Et, c’est en 1970 qu’il passe derrière la caméra pour réaliser son premier film, L’oiseau au plumage de cristal, premier opus de sa trilogie animale. La bande originale est signée Ennio Morricone, rencontré lors de l’écriture du film de Sergio Leone. Il compose un thème mémorable, qui hante.

Dans ce film, Sam Dalmas, écrivain américain, de passage à Rome assiste à une agression au couteau dans une galerie d’art. Seul témoin, il est contraint de rester pour aider la police à identifier l’assassin.

Chez Argento, les meurtres sont particulièrement sanglants, il y a des gros plans sur les corps des victimes se prenant des coups de couteau ou de rasoir, ces meurtres sont souvent érotiques avec des victimes féminines et dénudées.

De plus, l’assassin est un être sadique, déviant, qui tue pour soulager ses pulsions perverses.

Argento a souvent recours à la caméra subjective, pour montrer la détermination du tueur ou alors pour que le spectateur se mette dans sa peau.

Avec L’Oiseau au plumage de cristal, Argento fait appel à la mémoire.

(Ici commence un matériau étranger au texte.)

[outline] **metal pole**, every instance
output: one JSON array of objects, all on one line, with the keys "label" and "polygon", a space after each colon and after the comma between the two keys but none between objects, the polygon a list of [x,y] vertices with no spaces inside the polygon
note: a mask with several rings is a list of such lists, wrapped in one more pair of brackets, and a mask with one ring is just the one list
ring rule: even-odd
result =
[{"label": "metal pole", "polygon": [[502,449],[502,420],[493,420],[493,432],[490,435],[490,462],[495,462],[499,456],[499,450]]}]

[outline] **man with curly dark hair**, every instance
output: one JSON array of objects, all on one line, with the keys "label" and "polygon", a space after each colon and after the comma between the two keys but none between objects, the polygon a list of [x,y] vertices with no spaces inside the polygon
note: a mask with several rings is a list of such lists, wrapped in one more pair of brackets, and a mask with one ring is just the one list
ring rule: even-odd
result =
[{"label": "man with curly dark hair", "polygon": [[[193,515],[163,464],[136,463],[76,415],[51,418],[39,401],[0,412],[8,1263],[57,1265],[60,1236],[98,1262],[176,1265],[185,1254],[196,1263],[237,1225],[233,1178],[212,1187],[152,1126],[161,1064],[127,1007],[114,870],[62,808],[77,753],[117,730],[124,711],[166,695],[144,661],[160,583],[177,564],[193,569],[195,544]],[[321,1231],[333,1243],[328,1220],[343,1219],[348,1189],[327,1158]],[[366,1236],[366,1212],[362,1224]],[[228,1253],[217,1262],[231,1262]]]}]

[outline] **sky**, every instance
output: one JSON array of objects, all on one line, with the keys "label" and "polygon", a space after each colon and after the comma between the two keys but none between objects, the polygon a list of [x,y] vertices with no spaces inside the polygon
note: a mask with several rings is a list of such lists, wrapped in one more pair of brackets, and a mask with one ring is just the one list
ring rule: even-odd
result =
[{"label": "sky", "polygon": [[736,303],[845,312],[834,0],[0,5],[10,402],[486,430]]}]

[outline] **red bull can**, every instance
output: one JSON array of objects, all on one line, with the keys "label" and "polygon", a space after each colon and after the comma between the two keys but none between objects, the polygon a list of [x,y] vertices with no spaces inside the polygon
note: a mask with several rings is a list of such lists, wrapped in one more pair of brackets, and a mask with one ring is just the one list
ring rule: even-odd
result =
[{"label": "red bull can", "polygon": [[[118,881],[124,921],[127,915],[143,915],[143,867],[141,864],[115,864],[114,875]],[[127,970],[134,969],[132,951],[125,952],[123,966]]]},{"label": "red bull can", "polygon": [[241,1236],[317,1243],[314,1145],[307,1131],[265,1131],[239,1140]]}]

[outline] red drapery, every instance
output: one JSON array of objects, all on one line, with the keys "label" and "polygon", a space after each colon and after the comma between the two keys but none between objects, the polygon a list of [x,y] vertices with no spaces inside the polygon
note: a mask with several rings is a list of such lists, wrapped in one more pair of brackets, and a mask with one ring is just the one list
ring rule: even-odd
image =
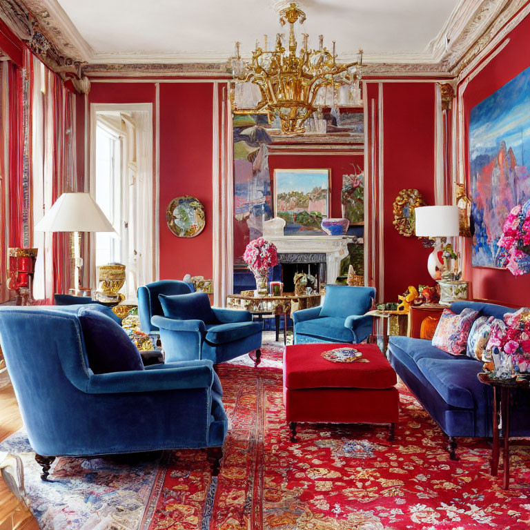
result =
[{"label": "red drapery", "polygon": [[[72,126],[74,95],[54,75],[48,86],[53,105],[53,201],[66,192],[77,191],[73,159]],[[54,293],[68,293],[71,286],[73,263],[71,259],[70,235],[53,235]]]},{"label": "red drapery", "polygon": [[22,179],[23,138],[22,128],[22,77],[21,70],[8,63],[8,108],[9,157],[9,246],[22,246],[23,209]]}]

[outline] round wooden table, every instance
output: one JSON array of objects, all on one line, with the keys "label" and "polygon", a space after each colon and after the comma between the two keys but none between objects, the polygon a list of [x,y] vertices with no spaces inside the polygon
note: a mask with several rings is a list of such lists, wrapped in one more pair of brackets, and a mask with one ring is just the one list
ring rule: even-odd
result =
[{"label": "round wooden table", "polygon": [[[478,373],[481,383],[489,384],[493,389],[493,447],[491,451],[491,475],[497,476],[499,468],[499,419],[502,426],[504,444],[504,469],[502,489],[508,489],[510,485],[510,412],[511,408],[511,394],[516,389],[530,389],[530,382],[516,379],[491,379],[487,373]],[[500,396],[499,396],[500,393]],[[500,411],[499,411],[500,409]],[[499,418],[500,416],[500,418]]]},{"label": "round wooden table", "polygon": [[232,309],[246,309],[263,320],[264,315],[273,315],[276,341],[279,337],[279,318],[284,317],[284,344],[287,343],[287,321],[291,313],[320,305],[320,294],[295,295],[284,293],[279,296],[257,296],[253,291],[244,291],[240,295],[227,295],[226,306]]}]

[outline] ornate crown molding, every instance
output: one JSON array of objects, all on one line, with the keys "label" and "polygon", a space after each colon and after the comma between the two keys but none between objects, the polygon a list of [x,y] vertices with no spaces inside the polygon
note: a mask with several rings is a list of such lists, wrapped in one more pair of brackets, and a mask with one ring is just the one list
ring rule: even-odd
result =
[{"label": "ornate crown molding", "polygon": [[484,51],[500,43],[530,13],[528,0],[503,0],[502,3],[502,10],[490,19],[489,25],[482,33],[475,36],[471,46],[467,48],[461,46],[460,50],[455,48],[451,54],[444,58],[444,67],[453,77],[458,77]]},{"label": "ornate crown molding", "polygon": [[0,0],[0,18],[53,71],[63,77],[67,74],[81,77],[83,61],[63,53],[25,6],[14,0]]},{"label": "ornate crown molding", "polygon": [[[284,0],[269,0],[271,5]],[[373,77],[454,77],[502,33],[528,0],[460,0],[426,50],[364,55]],[[44,62],[63,77],[190,75],[224,77],[226,57],[217,52],[155,55],[95,52],[57,0],[0,0],[0,17]],[[509,22],[510,23],[509,24]],[[346,61],[357,52],[341,54]]]}]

Sam Dalmas a vu quelque chose le soir de l’agression, un élément important qui lui échappe, il se repasse la scène plusieurs fois afin de comprendre ce qui cloche, ce qu’il lui manque pour reconstruire le puzzle. C’est un thème récurrent chez le réalisateur, qu’il explore dans beaucoup de ses films, notamment dans Les Frissons de l’angoisse (1975). Un pianiste interprété par David Hemmings, est témoin du meurtre d’une médium dans son appartement, il devient obnubilé par cette scène et mène sa propre enquête afin de l’élucider.

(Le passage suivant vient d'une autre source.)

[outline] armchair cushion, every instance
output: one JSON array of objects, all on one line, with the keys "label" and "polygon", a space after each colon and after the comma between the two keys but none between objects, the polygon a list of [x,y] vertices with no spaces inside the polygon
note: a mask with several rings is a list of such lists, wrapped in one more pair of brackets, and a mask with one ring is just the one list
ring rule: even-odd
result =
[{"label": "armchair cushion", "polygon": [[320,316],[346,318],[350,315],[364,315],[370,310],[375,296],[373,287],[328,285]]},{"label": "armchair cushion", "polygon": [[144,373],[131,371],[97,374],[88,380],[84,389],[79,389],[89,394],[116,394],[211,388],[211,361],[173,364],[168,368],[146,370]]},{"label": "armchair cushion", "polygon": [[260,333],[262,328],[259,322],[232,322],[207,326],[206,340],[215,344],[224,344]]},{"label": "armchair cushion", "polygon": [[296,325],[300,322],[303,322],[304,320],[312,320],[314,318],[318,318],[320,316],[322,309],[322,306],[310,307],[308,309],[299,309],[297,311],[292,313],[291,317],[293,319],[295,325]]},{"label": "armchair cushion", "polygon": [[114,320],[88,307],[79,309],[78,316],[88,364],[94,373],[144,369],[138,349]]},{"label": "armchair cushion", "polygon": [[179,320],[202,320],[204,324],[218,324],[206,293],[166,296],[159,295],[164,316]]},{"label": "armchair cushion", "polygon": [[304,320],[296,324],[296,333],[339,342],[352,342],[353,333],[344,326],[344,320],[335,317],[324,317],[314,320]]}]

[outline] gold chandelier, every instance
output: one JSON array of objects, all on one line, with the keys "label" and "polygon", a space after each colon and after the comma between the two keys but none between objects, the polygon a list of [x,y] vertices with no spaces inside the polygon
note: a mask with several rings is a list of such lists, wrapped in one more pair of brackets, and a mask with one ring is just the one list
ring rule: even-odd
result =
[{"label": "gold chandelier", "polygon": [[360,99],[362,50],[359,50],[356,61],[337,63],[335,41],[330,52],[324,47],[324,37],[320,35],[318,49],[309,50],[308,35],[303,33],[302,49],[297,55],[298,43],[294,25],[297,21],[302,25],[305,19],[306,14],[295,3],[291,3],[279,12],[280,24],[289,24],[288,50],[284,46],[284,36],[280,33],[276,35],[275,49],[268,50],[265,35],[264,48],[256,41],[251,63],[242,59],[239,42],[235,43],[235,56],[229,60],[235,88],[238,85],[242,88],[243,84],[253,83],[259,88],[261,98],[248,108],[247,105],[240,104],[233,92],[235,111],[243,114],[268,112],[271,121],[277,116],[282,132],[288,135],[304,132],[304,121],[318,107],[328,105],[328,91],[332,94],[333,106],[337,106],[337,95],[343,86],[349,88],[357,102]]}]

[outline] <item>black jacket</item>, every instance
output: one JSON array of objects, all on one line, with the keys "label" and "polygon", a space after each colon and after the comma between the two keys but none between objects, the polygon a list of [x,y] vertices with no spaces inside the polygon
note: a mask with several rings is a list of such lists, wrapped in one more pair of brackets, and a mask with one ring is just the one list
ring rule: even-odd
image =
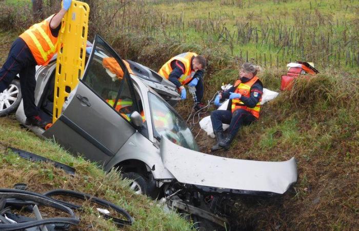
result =
[{"label": "black jacket", "polygon": [[[185,72],[185,65],[181,61],[174,60],[171,63],[171,67],[172,67],[172,70],[168,76],[168,80],[173,83],[178,88],[182,85],[178,81],[178,79]],[[191,68],[192,69],[192,61],[191,61]],[[197,70],[194,74],[193,78],[198,78],[199,80],[203,78],[203,70]]]}]

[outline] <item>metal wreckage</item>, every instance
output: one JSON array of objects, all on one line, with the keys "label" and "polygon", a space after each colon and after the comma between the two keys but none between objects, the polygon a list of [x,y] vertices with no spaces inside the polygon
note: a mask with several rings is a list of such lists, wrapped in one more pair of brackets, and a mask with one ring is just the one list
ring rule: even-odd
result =
[{"label": "metal wreckage", "polygon": [[[88,7],[81,6],[77,7],[88,14]],[[121,170],[124,177],[133,180],[130,187],[136,194],[191,214],[194,221],[202,222],[197,225],[212,224],[228,230],[231,221],[221,203],[242,195],[281,195],[296,181],[294,158],[262,162],[198,151],[190,129],[172,107],[180,100],[175,86],[152,70],[122,60],[98,35],[91,53],[86,54],[87,28],[83,30],[86,36],[79,38],[65,30],[70,32],[60,35],[57,59],[37,68],[35,104],[42,117],[52,123],[45,129],[26,125],[22,103],[4,113],[16,110],[16,119],[37,135],[54,139],[105,171]],[[79,62],[72,59],[76,55]],[[21,193],[14,193],[15,200],[22,198]],[[35,194],[30,194],[24,198],[37,203]],[[12,198],[4,195],[0,197]],[[133,221],[127,217],[128,225]],[[2,229],[6,224],[1,221],[0,230],[14,230]]]}]

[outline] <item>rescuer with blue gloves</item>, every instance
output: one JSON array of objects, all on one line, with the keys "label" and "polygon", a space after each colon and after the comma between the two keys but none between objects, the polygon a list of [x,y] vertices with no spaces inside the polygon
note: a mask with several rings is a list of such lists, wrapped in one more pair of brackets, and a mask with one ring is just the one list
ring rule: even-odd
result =
[{"label": "rescuer with blue gloves", "polygon": [[[229,99],[227,110],[216,110],[211,113],[213,131],[217,143],[211,150],[228,149],[238,130],[243,125],[249,124],[260,117],[263,85],[257,77],[259,66],[245,63],[240,72],[240,79],[231,88],[218,94],[214,104],[221,106],[221,99]],[[229,124],[228,134],[224,138],[223,123]]]},{"label": "rescuer with blue gloves", "polygon": [[158,71],[158,74],[173,83],[181,91],[181,98],[187,98],[184,85],[195,87],[196,100],[195,109],[203,107],[201,101],[203,98],[204,69],[206,62],[204,57],[193,52],[186,52],[175,56],[166,63]]},{"label": "rescuer with blue gloves", "polygon": [[64,0],[63,8],[57,13],[33,25],[21,34],[13,43],[9,56],[0,70],[0,93],[19,74],[27,125],[45,127],[50,123],[40,117],[35,105],[35,66],[47,65],[57,52],[61,22],[71,2]]}]

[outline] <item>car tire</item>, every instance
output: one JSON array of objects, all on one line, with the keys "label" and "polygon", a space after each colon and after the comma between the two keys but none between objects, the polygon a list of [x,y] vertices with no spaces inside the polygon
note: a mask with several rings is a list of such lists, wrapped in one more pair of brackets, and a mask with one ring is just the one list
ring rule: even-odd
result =
[{"label": "car tire", "polygon": [[136,194],[147,194],[148,183],[141,175],[136,172],[124,172],[122,174],[122,179],[127,179],[132,180],[130,184],[130,188],[133,190]]},{"label": "car tire", "polygon": [[18,80],[14,79],[8,89],[0,93],[0,117],[15,111],[22,99],[20,82]]}]

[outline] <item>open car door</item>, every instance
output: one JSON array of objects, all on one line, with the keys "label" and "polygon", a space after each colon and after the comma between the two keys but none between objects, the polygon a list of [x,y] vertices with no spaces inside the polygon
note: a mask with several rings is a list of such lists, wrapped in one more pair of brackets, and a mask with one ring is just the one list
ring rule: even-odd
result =
[{"label": "open car door", "polygon": [[161,153],[165,166],[178,182],[207,191],[283,194],[297,180],[294,158],[283,162],[225,158],[184,148],[164,136]]},{"label": "open car door", "polygon": [[126,66],[96,35],[84,77],[43,135],[106,164],[135,132],[129,119],[134,111],[139,111],[138,103]]}]

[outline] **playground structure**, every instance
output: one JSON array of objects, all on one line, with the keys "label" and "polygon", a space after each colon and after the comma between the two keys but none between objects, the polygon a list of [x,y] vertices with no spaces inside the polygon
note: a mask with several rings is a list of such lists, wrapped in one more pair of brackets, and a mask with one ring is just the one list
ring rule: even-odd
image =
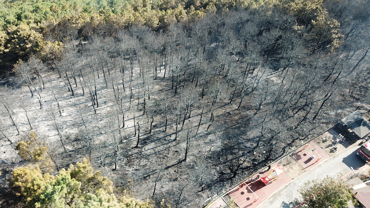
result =
[{"label": "playground structure", "polygon": [[[253,178],[253,177],[252,177],[252,178]],[[252,190],[251,188],[250,188],[250,187],[249,187],[249,186],[247,185],[247,184],[246,183],[246,182],[244,182],[243,183],[242,183],[242,184],[240,184],[240,185],[239,186],[239,189],[238,189],[238,190],[240,189],[241,188],[243,187],[244,186],[246,186],[247,187],[246,188],[248,188],[248,189],[250,190],[250,191],[252,192],[252,193],[253,194],[250,194],[250,195],[249,195],[249,199],[252,199],[253,198],[253,196],[256,197],[256,198],[255,198],[254,200],[253,200],[253,201],[252,202],[252,203],[250,204],[251,205],[252,205],[252,204],[253,204],[253,203],[256,202],[256,201],[257,201],[257,200],[258,200],[258,198],[259,198],[260,196],[257,196],[257,195],[255,193],[254,191],[253,191],[253,190]],[[245,192],[246,194],[248,193],[248,189],[247,189],[246,188],[244,190],[244,191]],[[247,199],[247,200],[248,200],[248,199]]]},{"label": "playground structure", "polygon": [[[317,157],[317,159],[316,160],[316,161],[315,161],[315,162],[313,163],[313,164],[314,164],[315,163],[316,163],[317,162],[319,162],[319,161],[320,160],[320,159],[321,159],[321,158],[323,157],[323,156],[320,155],[319,155],[319,153],[316,151],[316,149],[314,148],[312,148],[312,147],[311,147],[311,146],[310,146],[310,142],[309,142],[308,144],[304,146],[303,148],[302,148],[302,149],[301,150],[301,151],[302,151],[303,150],[305,150],[306,152],[307,155],[311,155],[311,157],[312,157],[312,159],[315,159],[315,158]],[[307,149],[307,148],[308,147],[309,147],[310,148]]]},{"label": "playground structure", "polygon": [[268,175],[266,177],[261,177],[261,181],[265,184],[265,185],[267,185],[269,183],[272,183],[278,179],[280,174],[283,172],[283,167],[281,165],[278,165],[272,168]]}]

Ce film est la quintessence du giallo, reprenant tous les codes du genre, avec une intrigue alambiquée et bien ficelée, il dialogue avec différent films dont Le Secret derrière la porte, (1947) de Fritz Lang et surtout avec Blow up (1966) de Michelangelo Antonioni, tous deux traitant de la fascination de l’image.

Les Frissons de l’angoisse, c’est aussi deux rencontres. Celle de Daria Nicolodi, muse du réalisateur, qui rayonne dans ce film en tant que journaliste pleine d’assurance et de détermination. Et la première collaboration d’Argento avec Goblin, groupe de rock progressif italien, qui signe des compositions expérimentales, agressives et inoubliables. La musique chez Argento donne toute une dimension à son cinéma, alors que chez Bava, elle reste illustrative.

Puis, en 1977, Argento s’éloigne du giallo pour le fantastique lorsqu’il réalise Suspiria, avec lequel il crée sa propre mythologie, la Trilogie des Trois Mères, triade de trois sorcières qui sont sur terre depuis des siècles et qui ont pour but de plonger le monde dans les ténèbres.

Ce film est une expérience sensorielle. Comme pour Six femmes pour l’assassin, les couleurs sont flamboyantes, l’esthétique est implacable, la bande originale des Goblin donne une atmosphère terrifiante et cauchemardesque au film.

Puis, l’arrivée des années quatre-vingts annonce la fin de l’âge d’or du giallo, le genre est de moins, en moins populaire, les films se ressemblent, ils n’inventent rien de neuf.

En 1982, Dario Argento sort son dernier grand succès, Ténèbres, son chant du cygne.

Dario Argento et Mario Bava, réalisateurs avant-gardistes, ont inspiré toute une génération de réalisateurs de David Lynch à Brian De Palma, en passant par Tim Burton ou encore Quentin Tarantino.